MONA explainer 10 min read March 25, 2026

Scaling Walls, Data Exhaustion, and the Technical Limits of Pre-Training in 2026

Abstract visualization of exponential compute curves flattening against a finite data boundary

Table of Contents

ELI5

Pre-training teaches a model language by predicting tokens across massive datasets. But the compute, data, and budgets it demands are hitting physical limits — forcing the field to find new ways to improve AI.

Six frontier models sit within 0.8 points of each other on SWE-bench Verified as of March 2026 — GPT-5.4, Claude Opus 4.6, Gemini 3 Pro, Llama 4 Behemoth, DeepSeek V3. Different architectures, wildly different training budgets, nearly identical benchmark scores. The obvious question is why they converged. The less obvious question — the one that reshapes the economics of the entire field — is what that convergence reveals about the limits of Pre Training.

The Exponential That Stopped Paying Off

For five years, a single strategy dominated AI development: scale the model, feed it more data, spend more compute. The strategy worked because Scaling Laws said it would — and the empirical relationship was almost suspiciously clean.

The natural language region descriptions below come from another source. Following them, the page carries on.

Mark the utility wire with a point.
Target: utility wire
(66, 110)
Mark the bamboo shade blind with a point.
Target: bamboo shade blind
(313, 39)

Kaplan et al. formalized this in 2020: loss follows a power law with model size, dataset size, and compute budget, spanning seven or more orders of magnitude (Kaplan et al.). Larger models proved more sample-efficient, extracting more learning per token seen. That regularity became the industry’s operating thesis — a mathematical argument for building ever-larger clusters.

For a while, it looked like a highway with no speed limit.

Why are LLM pre-training compute costs still growing exponentially in 2026?

Because the power law demands it — and the penalty for stopping is falling behind.

Frontier training compute has grown at 4–5× per year since 2010, with a point estimate of 4.1× annually and a 90% confidence interval of 3.7–4.6×, translating to a doubling time of roughly five months (Epoch AI). Training costs have tracked at 2.4× per year since 2016, and projections cross the $1 billion threshold per training run by 2027 (Epoch AI).

The cost structure reveals where the pressure concentrates. Hardware and GPUs absorb 47–67% of frontier training budgets, R&D personnel 29–49%, and energy a surprisingly modest 2–6% (Epoch AI). The bottleneck is silicon, not electricity — a detail that explains why GPU allocation has become a geopolitical variable rather than merely a procurement problem.

DeepSeek V3 illustrates how the headline numbers distort the picture. Its disclosed training cost was $5.6 million — a 671-billion-parameter mixture-of-experts model with 37 billion active parameters, trained on 2,048 H800 GPUs over 55 days (Interconnects). That figure is real, but it excludes prior R&D, ablation experiments, and a total hardware spend exceeding $500 million. The sticker price is not the actual price.

The exponential continues because the power law still holds for loss reduction. But loss reduction and downstream task improvement are not the same curve. The gap between optimizing a loss function and producing a model that is measurably better at real tasks is an active research question — not a settled one. The money keeps flowing. The returns keep thinning.

Three Hundred Trillion Tokens and a Shrinking Pool

Compute can be scaled with capital. Data cannot be scaled with anything, because the total stock of high-quality human-generated text is finite — and we are closing in on a measured boundary.

What happens when large language models run out of high-quality training data?

Epoch AI estimates the global stock of high-quality text at approximately 300 trillion tokens, with a 90% confidence interval spanning 100 trillion to one quadrillion (Epoch AI). That range sounds enormous until you place it alongside the appetite of frontier training runs.

The timeline is tighter than most projections suggest. High-quality text data may already be effectively exhausted, or may last until 2028. The full data stock — including lower-quality sources — falls within an 80% confidence interval of 2026–2032 (Epoch AI). With aggressive overtraining at 5× compute-optimal ratios, the wall arrives around 2027; at compute-optimal rates, around 2028. These estimates were revised upward by approximately four years from Epoch AI’s 2022 projections — a revision that reveals the uncertainty itself is the signal.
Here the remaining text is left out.